The Federal Reserve’s decision to cut interest rates should be easy, but policymakers’ “current mindset” has complicated matters, according to Queens College president Mohamed El-Erian.

In a Bloomberg op-ed, El-Erian said inflation is no longer a threat to the U.S. economy after the Consumer Price Index (CPI) fell from a peak of 9.1% in mid-2022 to the current rate of 3%.

Moving forward, most economists expect CPI to settle in the 2.5% to 3% range,

Under normal circumstances, this would “open the window for the central bank to cut interest rates,” but what El-Erian calls the Fed’s “current mindset” has limited what policymakers can do.

“Failing to ease policy in either July or September—an outcome that unfortunately can’t be ruled out—would constitute another policy mistake for a Fed seeking to restore its credibility after fumbling the initial response to building price pressures in 2021,” El-Erian wrote.

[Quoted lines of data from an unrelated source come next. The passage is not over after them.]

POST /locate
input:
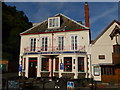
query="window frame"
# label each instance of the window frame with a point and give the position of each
(68, 64)
(45, 64)
(53, 22)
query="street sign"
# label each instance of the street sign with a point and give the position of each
(20, 68)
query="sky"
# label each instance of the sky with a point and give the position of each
(101, 13)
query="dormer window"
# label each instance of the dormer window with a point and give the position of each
(53, 22)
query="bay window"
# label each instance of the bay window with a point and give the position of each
(60, 43)
(32, 44)
(68, 64)
(45, 64)
(44, 44)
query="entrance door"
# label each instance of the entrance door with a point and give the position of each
(32, 67)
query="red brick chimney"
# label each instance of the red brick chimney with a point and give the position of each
(86, 8)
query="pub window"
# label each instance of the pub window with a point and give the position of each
(96, 71)
(107, 70)
(32, 44)
(54, 22)
(80, 64)
(24, 63)
(101, 56)
(56, 64)
(74, 42)
(68, 64)
(45, 64)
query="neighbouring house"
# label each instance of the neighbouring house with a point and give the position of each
(61, 47)
(57, 47)
(105, 54)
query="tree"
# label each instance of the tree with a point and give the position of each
(13, 23)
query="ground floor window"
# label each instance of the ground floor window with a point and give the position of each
(80, 64)
(96, 71)
(45, 64)
(56, 64)
(68, 64)
(107, 70)
(24, 63)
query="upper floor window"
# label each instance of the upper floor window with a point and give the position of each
(80, 64)
(54, 22)
(32, 44)
(60, 43)
(44, 44)
(74, 42)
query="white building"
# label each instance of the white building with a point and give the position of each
(56, 47)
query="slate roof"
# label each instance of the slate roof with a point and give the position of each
(65, 25)
(114, 21)
(115, 31)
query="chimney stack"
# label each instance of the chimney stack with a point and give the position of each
(86, 8)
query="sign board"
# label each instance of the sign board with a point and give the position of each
(61, 66)
(20, 68)
(70, 85)
(13, 84)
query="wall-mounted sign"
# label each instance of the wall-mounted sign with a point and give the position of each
(13, 84)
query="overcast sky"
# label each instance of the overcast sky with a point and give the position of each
(101, 13)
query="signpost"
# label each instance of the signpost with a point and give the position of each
(13, 84)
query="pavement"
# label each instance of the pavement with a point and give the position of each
(45, 84)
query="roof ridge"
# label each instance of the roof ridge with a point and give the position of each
(105, 30)
(72, 20)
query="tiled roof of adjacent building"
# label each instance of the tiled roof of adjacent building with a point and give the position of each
(114, 21)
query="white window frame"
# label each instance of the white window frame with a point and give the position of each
(60, 42)
(96, 73)
(33, 43)
(74, 42)
(44, 44)
(53, 22)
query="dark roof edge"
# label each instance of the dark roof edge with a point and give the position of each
(93, 42)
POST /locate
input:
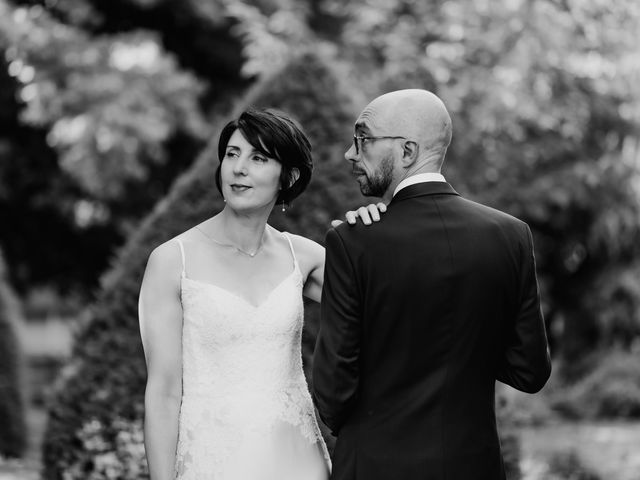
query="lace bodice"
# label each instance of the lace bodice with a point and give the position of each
(243, 382)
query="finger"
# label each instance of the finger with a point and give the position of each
(363, 212)
(373, 211)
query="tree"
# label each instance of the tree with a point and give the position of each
(99, 117)
(545, 111)
(13, 436)
(100, 394)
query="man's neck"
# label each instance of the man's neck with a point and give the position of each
(417, 178)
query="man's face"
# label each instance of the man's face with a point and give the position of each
(372, 159)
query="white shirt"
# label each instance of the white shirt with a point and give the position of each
(419, 178)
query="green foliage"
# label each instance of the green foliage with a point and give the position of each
(105, 380)
(611, 390)
(86, 122)
(13, 434)
(545, 109)
(569, 466)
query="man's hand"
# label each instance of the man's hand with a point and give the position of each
(367, 214)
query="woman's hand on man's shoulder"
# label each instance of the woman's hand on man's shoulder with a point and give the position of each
(367, 215)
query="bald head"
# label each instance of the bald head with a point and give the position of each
(418, 115)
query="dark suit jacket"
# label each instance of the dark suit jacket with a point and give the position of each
(421, 313)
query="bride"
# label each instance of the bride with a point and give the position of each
(221, 319)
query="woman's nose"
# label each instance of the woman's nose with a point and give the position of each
(240, 166)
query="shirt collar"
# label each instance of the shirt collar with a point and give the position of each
(419, 178)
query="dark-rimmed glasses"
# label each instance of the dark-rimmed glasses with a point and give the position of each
(358, 139)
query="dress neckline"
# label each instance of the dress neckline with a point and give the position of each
(241, 297)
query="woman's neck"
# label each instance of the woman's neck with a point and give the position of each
(245, 231)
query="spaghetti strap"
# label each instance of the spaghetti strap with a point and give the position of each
(182, 253)
(293, 253)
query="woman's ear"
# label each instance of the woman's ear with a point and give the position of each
(293, 177)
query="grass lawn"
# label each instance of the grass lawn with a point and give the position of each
(610, 449)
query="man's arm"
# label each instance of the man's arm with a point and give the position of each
(336, 357)
(526, 364)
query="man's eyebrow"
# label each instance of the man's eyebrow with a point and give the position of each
(361, 126)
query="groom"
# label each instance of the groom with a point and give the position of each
(423, 311)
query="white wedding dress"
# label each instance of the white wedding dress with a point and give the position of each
(246, 411)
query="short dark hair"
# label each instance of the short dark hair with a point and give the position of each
(275, 135)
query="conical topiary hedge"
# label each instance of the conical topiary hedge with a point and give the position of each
(95, 423)
(13, 431)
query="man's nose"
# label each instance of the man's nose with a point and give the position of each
(350, 154)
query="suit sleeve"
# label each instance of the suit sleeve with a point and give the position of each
(526, 364)
(335, 364)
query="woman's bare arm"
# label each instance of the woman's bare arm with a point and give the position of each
(160, 316)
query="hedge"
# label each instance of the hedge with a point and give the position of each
(95, 419)
(13, 431)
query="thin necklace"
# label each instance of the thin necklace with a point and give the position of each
(230, 245)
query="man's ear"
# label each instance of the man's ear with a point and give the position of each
(293, 177)
(409, 153)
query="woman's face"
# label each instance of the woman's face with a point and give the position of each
(250, 180)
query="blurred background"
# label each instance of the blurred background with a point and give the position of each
(109, 116)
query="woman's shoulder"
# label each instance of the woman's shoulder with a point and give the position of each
(170, 253)
(308, 252)
(304, 245)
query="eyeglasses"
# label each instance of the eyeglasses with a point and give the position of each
(358, 139)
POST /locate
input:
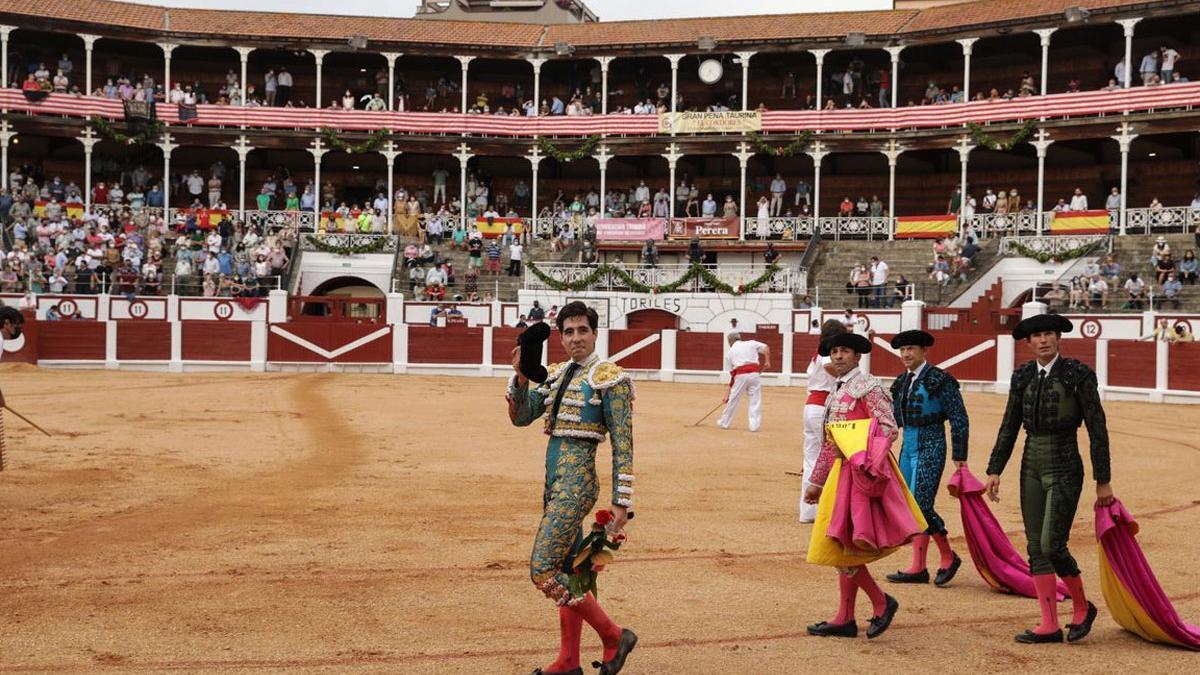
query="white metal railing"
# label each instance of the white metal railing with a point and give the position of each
(855, 227)
(1053, 244)
(786, 280)
(786, 228)
(349, 240)
(1162, 219)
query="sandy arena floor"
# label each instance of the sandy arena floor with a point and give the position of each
(333, 523)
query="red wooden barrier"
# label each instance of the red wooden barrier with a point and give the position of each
(143, 340)
(647, 358)
(1183, 366)
(700, 351)
(215, 340)
(449, 345)
(71, 340)
(1131, 363)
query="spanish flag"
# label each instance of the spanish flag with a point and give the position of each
(493, 227)
(1080, 222)
(927, 227)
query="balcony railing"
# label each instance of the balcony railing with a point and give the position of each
(1077, 105)
(786, 280)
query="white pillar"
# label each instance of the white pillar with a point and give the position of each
(744, 57)
(319, 58)
(317, 150)
(466, 61)
(1042, 144)
(895, 72)
(4, 52)
(6, 136)
(89, 41)
(604, 84)
(391, 91)
(243, 148)
(675, 84)
(244, 53)
(912, 315)
(389, 154)
(743, 156)
(672, 157)
(89, 141)
(964, 149)
(817, 153)
(167, 48)
(534, 157)
(463, 156)
(537, 61)
(603, 156)
(820, 57)
(892, 151)
(1044, 35)
(1127, 24)
(167, 145)
(1126, 141)
(966, 42)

Fed officials have opted to keep rates higher until inflation falls back to the 2% target. El-Erian thinks this is a foolish approach and has called on policymakers to abandon that "arbitrary" inflation target.

Although higher rates could help the Fed slay the inflation dragon once and for all, it’ll come at a huge cost of “causing undue damage to employment and the economy,” he wrote.

So far, the U.S. has dodged the nasty downturn that El-Erian is worried about, but how long the economy can withstand higher rates is yet to be seen.

Higher rates take their toll

Stephanie Hoopes, an executive at the United Way, told CNBC that “keeping rates high is hurting the labor market and ALICEs’ ability to have higher wages.”

ALICE refers to Americans who are "asset limited," "income constrained," and "employed"—a category that includes 40 million families, or nearly a third of the U.S. population.

Small businesses are also struggling to grow their revenue in a high-interest-rate environment. Research from the Minneapolis Fed showed that the combination of high prices and elevated interest rates has been a major drag on business revenue.

A recent Minneapolis Fed survey of 602 businesses across Minnesota revealed that companies reported “both lower revenues and profits, and some noticed their customers reducing spending.”

Although U.S. GDP expanded faster than expected in the second quarter, that's mainly the result of Americans dipping into savings, the government running up deficits, and inventories building up, according to economist David Rosenberg.

Meanwhile, the services sector—a horsepower of the U.S. economy—contracted at the end of the second quarter.

The Institute for Supply Management’s services purchasing managers index (PMI) fell from 53.8% in May to 48.8% in June, on a scale where anything below 50 indicates a decline in economic activity.

It was the biggest drop in four years.